Even before these clashes, taxi drivers would seldom venture into Taman Desaria.

"In this particular area you not only have economic backwardness but a high level of drug addiction as well," activist Charles Santiago told Reuters. Indians have been blamed for committing more serious crimes than other ethnic groups in the country though they make up less than a tenth of the country's population.

Malaysian police last year said 38 Indian crime gangs with about 1,500 members were active in peninsular Malaysia.

For many Indian youths on the edge of society, heroes are drawn from the gangsters in the gory Tamil movies they adore.

The Malaysian Indian Congress (MIC), a partner in Prime Minister Mahathir Mohamad's coalition, endorses Tamil-language schools, a factor regarded as hampering the community's ability to integrate.

The Chinese also protect their own language schools, but they are many rungs higher on Malaysia's social ladder.

Many Indians feel their interests have been neglected, blaming the federal government's race-based policies, particularly the affirmative action policy to help Malays move up the socio-economic ladder, for their plight.

"The Indian members of the working class have had difficulty competing for facilities and resources because the government was so involved in pushing programmes for Malays," political economist P. Ramasamy said.

"The message of last week's violence seems to be very clear - there are groups that have been alienated by the racial policies of the government," he said.

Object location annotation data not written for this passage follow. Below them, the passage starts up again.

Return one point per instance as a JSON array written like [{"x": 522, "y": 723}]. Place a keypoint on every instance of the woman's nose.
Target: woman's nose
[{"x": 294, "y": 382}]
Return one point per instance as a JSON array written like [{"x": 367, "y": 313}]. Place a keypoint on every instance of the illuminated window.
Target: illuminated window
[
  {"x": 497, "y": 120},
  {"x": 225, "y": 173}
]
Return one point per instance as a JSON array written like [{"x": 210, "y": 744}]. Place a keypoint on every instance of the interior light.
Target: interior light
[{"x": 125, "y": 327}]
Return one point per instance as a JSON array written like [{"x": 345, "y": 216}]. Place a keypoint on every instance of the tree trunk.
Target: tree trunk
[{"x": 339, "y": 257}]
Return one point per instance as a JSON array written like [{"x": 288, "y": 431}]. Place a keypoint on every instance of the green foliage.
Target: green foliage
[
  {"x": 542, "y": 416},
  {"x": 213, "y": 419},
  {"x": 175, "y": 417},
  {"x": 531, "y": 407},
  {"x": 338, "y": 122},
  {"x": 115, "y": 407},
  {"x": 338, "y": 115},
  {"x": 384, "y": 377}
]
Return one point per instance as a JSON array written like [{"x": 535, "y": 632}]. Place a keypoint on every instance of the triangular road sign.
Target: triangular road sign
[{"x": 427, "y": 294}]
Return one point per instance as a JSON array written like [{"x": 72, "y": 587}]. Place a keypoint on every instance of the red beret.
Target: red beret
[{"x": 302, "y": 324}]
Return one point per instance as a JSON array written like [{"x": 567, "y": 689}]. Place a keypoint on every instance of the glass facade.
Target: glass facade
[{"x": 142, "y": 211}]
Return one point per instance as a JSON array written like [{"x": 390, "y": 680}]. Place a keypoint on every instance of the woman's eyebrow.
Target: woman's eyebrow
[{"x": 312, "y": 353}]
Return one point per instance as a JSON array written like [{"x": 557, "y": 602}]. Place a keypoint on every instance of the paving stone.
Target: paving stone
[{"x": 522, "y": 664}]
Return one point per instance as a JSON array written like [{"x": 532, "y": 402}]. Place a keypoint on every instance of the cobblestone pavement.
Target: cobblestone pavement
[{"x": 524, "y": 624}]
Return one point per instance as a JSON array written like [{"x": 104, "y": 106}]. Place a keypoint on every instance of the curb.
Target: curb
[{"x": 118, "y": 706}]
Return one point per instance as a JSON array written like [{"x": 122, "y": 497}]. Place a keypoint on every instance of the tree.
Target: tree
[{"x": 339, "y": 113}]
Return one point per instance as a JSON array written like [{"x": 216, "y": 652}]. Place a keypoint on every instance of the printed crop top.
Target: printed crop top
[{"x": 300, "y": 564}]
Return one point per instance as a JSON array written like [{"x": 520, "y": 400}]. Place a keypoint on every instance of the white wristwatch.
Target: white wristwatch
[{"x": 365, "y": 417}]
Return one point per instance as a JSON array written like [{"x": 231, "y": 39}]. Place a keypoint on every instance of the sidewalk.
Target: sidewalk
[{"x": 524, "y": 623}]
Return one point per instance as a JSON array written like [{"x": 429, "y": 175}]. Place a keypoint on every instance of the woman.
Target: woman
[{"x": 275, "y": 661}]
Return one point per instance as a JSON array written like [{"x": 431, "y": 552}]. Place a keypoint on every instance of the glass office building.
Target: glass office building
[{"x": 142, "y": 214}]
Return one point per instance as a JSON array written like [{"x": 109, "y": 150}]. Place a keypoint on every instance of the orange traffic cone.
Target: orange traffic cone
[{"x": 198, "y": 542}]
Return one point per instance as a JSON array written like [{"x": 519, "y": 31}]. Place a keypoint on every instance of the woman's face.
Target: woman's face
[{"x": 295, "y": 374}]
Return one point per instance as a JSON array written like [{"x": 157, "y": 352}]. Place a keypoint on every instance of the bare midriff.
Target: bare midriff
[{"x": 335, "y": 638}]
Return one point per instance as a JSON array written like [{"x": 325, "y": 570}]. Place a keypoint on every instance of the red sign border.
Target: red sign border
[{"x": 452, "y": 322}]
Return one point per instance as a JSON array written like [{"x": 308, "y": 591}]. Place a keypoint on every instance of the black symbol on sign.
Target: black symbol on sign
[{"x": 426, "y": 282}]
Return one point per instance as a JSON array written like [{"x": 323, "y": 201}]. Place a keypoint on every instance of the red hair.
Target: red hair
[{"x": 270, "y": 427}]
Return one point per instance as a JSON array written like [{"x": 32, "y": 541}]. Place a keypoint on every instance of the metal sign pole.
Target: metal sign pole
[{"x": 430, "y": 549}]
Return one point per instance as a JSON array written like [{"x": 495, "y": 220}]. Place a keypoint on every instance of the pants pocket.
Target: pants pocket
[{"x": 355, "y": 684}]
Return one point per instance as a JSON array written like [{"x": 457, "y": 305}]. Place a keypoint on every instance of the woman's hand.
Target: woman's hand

AN INDIAN BY ANY OTHER NAME

Indians are the most visible of the urban poor, sweeping the country's streets and collecting its garbage.

They officially make up about eight percent or two million of Malaysia's 22 million people, while Malays make up 55 percent and Chinese 30 percent.

But the race numbers are blurred. Many northern Indians living in Malaysia tick the box for "Others" rather than "Indian" when they fill in government forms.

While at least 80 percent of Indians are labourers, they also account for 32 percent of Malaysia's doctors and 25 percent of lawyers, Ramasamy said.

Many have successful careers in business and entertainment as well.

But the majority of southern Indians have struggled to move on. They still account for 40 percent of workers in Malaysia's plantations, but modern methods mean fewer are needed and thousands more are expected to flock to the city slums.

The government, on its part, has approved a 20 million ringgit ($5.3 million) grant to help the impoverished community and plans are being drafted to build low-cost housing for squatters.

After meeting grief-stricken relatives last week, MIC President Samy Vellu said: "Everyone is asking me what to do. I can't do anything at the moment except to cry."